Winning with 13 Players

McCall enjoyed a stellar 40-year career at DuPont, retiring in 1971. He died in 1975, and was elected to the Delaware Sports Hall of Fame in 2002. He coached Sallies for seven years, compiling a record of 41 wins, 18 losses and 4 ties against the much larger schools in the Philadelphia Catholic league. During the 1935 season, his team of 13 players was co-champion of the league.  

Hynes says Sallies practiced at Rockford Park and played most of their home games at Pennsy Field, which was located roughly where I-95 it crosses Concord Pike. Wilmington High also played there, and CYO track meets were held there. 

It seems natural for Lombardi, a devout Roman Catholic, to gravitate to the local Catholic school that was also a football juggernaut. And one can only imagine that McCall would readily accept coaching assistance from the young, bespectacled former member of the Seven Blocks of Granite.  

Oddly, the 1938 yearbook, which would have chronicled the ’37 football season, is missing from Salesianum archives. Director of Alumni Affairs Joe Rapposelli says he has all the other yearbooks dating back to 1923. It would have been interesting to see if the Clippers back-up guard was mentioned as a member of the coaching staff. 

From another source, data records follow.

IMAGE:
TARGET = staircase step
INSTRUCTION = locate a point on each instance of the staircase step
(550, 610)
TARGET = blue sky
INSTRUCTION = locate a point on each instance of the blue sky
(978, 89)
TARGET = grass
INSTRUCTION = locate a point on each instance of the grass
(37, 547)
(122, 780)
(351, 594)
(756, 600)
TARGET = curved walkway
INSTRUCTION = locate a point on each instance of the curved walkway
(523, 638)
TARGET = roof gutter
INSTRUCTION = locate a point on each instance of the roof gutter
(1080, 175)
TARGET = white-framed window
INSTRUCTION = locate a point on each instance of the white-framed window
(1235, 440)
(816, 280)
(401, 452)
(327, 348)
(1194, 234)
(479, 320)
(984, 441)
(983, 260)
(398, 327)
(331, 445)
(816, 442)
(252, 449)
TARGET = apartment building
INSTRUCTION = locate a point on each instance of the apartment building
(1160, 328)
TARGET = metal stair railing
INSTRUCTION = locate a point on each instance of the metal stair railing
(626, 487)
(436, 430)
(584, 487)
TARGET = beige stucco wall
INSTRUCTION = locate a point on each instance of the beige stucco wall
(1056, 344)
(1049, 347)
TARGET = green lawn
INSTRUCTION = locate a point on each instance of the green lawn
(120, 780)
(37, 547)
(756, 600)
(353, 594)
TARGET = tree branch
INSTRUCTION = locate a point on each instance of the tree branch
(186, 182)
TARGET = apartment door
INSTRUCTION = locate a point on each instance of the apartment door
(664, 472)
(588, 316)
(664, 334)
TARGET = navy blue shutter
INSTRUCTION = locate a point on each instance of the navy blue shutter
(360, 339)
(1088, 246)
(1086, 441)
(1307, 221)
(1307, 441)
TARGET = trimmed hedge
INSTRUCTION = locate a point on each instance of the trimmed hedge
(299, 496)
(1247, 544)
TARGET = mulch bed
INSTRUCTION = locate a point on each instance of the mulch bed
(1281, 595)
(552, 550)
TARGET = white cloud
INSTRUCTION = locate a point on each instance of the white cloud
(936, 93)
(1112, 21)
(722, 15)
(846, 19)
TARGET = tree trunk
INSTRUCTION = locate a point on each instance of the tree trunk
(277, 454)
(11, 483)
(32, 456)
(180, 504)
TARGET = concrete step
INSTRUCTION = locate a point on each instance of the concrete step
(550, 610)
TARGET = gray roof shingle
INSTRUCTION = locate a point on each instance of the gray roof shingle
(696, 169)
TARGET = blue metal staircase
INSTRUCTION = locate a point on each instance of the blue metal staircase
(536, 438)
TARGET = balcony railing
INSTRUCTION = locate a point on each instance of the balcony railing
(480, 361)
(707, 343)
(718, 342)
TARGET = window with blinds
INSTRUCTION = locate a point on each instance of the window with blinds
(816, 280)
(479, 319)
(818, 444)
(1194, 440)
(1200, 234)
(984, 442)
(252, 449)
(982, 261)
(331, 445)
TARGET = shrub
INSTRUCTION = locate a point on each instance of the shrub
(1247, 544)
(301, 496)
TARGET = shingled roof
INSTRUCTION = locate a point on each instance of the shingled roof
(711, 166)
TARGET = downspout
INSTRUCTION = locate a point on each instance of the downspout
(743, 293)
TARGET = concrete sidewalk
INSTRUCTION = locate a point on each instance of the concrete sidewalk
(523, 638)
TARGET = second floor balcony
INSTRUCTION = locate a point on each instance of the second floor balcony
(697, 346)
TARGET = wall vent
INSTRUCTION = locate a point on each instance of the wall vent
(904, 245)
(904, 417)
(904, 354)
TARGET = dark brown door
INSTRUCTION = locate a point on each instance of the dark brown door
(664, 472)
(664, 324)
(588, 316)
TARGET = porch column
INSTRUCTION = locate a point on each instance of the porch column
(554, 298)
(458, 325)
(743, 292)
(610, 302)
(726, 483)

Lombardi lasted just one season with the Clippers, and with Sallies. In Zabitka’s story, a Clippers teammate, Ted Godwin, said: “Lombardi was a fierce competitor but nothing really outstanding. He couldn’t beat out his competition, a couple of ex-Giants — Pottsville Jones and Bernie Kaplan.”

Lombardi left Wilmington, and the next year, acceding to his father’s wishes, enrolled in Fordham law school. But he dropped out after one semester, got married, and answered the siren call of the gridiron, becoming an assistant football coach and teacher of Latin, chemistry and physics at St. Cecilia’s High School in Englewood, N. J.

In 1942, he became head coach at the school. The following year, St. Cecilia’s beat Brooklyn Prep, a highly touted program that happened to be quarterbacked by Joe Paterno. In six years as head coach, Lombardi won 32 straight games and six private school championships.

His career of course took off from there, eventually landing him in the NFL, first as an assistant with the Giants, then as head coach of the Green Bay Packers, where he won five league championships, including the first two Super Bowls, in seven years. He succumbed to intestinal cancer in 1970, at 57.

The Lombardi legend may have blossomed in Green Bay, but the seeds were planted in Wilmington, at Salesianum.

— Special thanks to John Morabito for his assistance in researching this story.